Eulogius Schneider's ehemaligen Professors in Bonn etc. Schicksale in Frankreich.
von Christoph Friedrich Cotta
22.
Was Schneider oben öffentlich versprochen hatte, seine beiden Gegner, Ungerer und Studer, den Musikhändler vor Gerichte zu nehmen. Ich will ihm die Sache abermal selbst erzählen lassen.
Am verflossenen Donnerstag (vor dem 25sten Junius 1793) erschienen die Mitglieder des Ausschusses der achten Sektion, welche den Schluß unterzeichnet hatten, vor dem Friedensrichter Schöll. Ich beschränkte mich in meinem Vortrage darauf, zu begehren, daß die Unterschriebene vor Gerichte erklären möchten, daß sie sich geirrt haben, daß sie mich für einen guten Bürger und rechtschaffenen Volksbeamten ansehen, und daß sie diese Erklärung den übrigen Sektionen mittheilen wollten. »Meine Absicht, sagte ich, ist nicht Rache, ich will gern Alles vergessen, und dann meinen Mitbürgern brüderlich die Hand reichen. Mein Betragen wird sie überzeugen, daß sie mir Unrecht thaten.« Zwei von dem Ausschusse, die Bürger J. H. Lange und Reichard nahmen den Antrag brüderlich an, und bewiesen dadurch ihre Liebe zur Eintracht und zum Frieden. Ihr Zeugnis ist mir um so theurer, weil ich nie Ursache hatte, sie für bösartige Männer zu halten, und weil sie offenbar nur die Werkzeuge der Intriguanten waren. Die Uebrigen, besonders Wehrlen, der Präsident krümmten sich, und gaben zur Antwort, sie haben den Schluß nicht allein gefaßt, sie haben ihn nur im Namen der achten Sektion unterschrieben. Wenn die Sektion ihn zurücknehmen würde, so wäre es ihnen auch recht. Da ich ihnen bemerkte, daß sie mit ihrem eignen Kopfe und nicht mit dem Kopfe der achten Sektion dächten, so brachten sie allerhand Vorwürfe, vor, die weder Hände noch Füße hatten. Einer sagte, ich hätte über die Municipalität gescholten, und das beweise, daß ich von den Feinden bezahlt sey. Ein andrer bemerkte, ich sey bei einem Friedensrichter angeklagt, ich soll mich erst rechtfertigen. Ein paar Jünglinge wollten mit einem Eide betheuren, ich hätte im Monate September hier im Klubb gesagt, in Strasburg würde keine Ruhe werden, wenn nicht ein 2ter Septembertag dazu käme. – Was war da zu machen? Ich erbot mich vergeblich, auf jeden Punkt zu antworten, sobald nur ein Kläger wider mich auftreten würde. Was den 2ten September betrift, so wissen meine Leser und Zuhörer, wie ich von diesem unglücklichen Vorfall dachte. Man lese meinen Argos vom September[1].
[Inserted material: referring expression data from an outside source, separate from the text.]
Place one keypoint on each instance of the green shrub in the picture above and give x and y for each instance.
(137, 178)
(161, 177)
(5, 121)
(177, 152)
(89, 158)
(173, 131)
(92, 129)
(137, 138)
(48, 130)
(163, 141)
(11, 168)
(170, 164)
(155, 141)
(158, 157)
Man fragte alle meine Zuhörer im Klubb und in der Volksvorlesung. Wen je ein Mensch ein Feind von Thätlichkeiten und Blutvergießen ist, so bin ichs gewiß. Man sagte darüber Aristokraten und Patrioten. Man beobachte mich in meinen Amtsgeschäften. Allein was nützen Gründe, wo man keine hören will? – Ich habe meine Pflicht getan; ich habe die Versöhnung angeboten; man schlug sie aus. Meine Zeit gehört dem Vaterlande; ich will sie nicht mit Processen verschwenden. Die achte Sektion mag beschließen, was sie für gut findet. Ich werde meinen geraden Weg geh´n, und durch Handlungen zeigen, daß ich ihr Zutraue verdiene, wenn ich es auch nicht erhalte. Die Nachwelt und das Publikum werden mich richten.
Sie werden dich richten? – Sie haben dich schon gerichtet, und zwar alle, aus dem Munde derer, mit denen du so eben einen Vergleich vor Gerichte zu veranstalten trachtestest. Eben diese haben nach deinen Tode, wie kurz zuvor, wo du schon ganz ausser Stand gesetzt warest, zu antworten, dich als das größte Ungeheuer ausgerufen, und zwar darum, weil sie dich immer haßten, dich also unmöglich lobenswürdig finden konnten. – Ich will aber nicht an ihnen zum Ritter werden, und dich gegen sie zu vertheidigen suchen. Ich erzähle dein Leben, aus deinen eigenen Schriften das meiste schöpfend, und überlasse es dem lesenden, nicht schon für eine Parthei vergebenen Manne, über dich selbst zu urtheilen, und entweder dich als ein abscheuliches Ungeheuer zu verdammen, oder in dir nur ein eitles Menschenwesen zu finden, das, u.s.w. – Uebrigens aber mochten seine Vorwürfe, was ihren Inhalt insgemein betraf, nicht immer ganz unrichtig seyn.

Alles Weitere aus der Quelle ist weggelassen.